BIASI. «In difesa non arrivò nemmeno un pallone. Eravamo tutti avanti ma non bastò. Quella retrocessione delusione più grande della mia vita sportiva. Juric contro Italiano? Io sono stato in squadra con entrambi e vi assicuro che avrei scommesso sul loro futuro da allenatore. Erano giocatori di grande personalità e ora sono tecnici emergenti con davanti ottime carriere».

FERRARESE. «Io capii in fretta che ci stava girando male. Dopo tre minuti di quel ritorno saltai secco Davide Nicola e misi al centro un pallone d’oro per William. Il portiere Santoni fece il fenomeno e la prese. Da lì in poi non giocai più in Serie B: decisi per l’amore per l’Hellas di scendere di categoria, e a posteriori fu uno sbaglio, ma da veronese ero troppo attaccato a quella situazione. Mi cercò mezza cadetteria quell’estate, dissi no anche a mister Ventura che mi voleva a tutti i costi al Pisa. Pagai quel tipo di trasporto. Italiano? È un amico e gli auguro davvero di potersi salvare, il mio tifo però è per il Verona perché il gruppo ha bisogno di vincere dopo gli ultimi risultati negativi. Mi aspetto una bella partita».

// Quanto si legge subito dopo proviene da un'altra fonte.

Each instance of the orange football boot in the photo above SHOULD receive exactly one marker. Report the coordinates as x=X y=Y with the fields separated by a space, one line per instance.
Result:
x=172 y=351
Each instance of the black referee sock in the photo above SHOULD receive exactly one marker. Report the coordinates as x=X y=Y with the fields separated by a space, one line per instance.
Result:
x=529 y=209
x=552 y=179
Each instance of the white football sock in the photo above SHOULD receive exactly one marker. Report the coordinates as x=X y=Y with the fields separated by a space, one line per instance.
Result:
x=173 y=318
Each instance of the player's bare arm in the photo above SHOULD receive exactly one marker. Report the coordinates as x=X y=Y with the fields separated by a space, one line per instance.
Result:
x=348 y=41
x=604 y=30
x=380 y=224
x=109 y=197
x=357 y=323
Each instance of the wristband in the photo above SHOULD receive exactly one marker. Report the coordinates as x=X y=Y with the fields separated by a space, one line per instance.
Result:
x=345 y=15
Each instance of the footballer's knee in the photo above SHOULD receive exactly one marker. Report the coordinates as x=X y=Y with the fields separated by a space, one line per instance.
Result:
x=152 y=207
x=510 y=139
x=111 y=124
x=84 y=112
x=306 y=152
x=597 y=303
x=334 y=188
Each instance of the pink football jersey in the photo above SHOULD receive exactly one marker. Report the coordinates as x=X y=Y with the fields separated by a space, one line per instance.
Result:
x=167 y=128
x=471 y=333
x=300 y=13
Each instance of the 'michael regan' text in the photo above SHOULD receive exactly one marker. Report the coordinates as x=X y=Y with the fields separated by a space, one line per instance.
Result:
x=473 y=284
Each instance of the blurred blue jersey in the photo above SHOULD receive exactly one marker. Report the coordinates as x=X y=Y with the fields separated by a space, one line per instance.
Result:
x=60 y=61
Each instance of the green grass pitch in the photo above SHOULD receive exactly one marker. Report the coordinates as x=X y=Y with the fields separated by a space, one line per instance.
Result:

PULZETTI. «Ci sarebbe bastato un gol ma non ci riuscimmo. Fu la conclusione di un’annata balorda, dove non avremmo mai meritato di retrocedere. La sfida odierna? Italiano era già un allenatore in campo: mi ricordo che pretendeva dagli esterni di giocare larghi quasi sulla linea di fondo e adesso lo Spezia si appoggia molto a quel tipo di giocata. Vincenzo è una persona con idee chiare».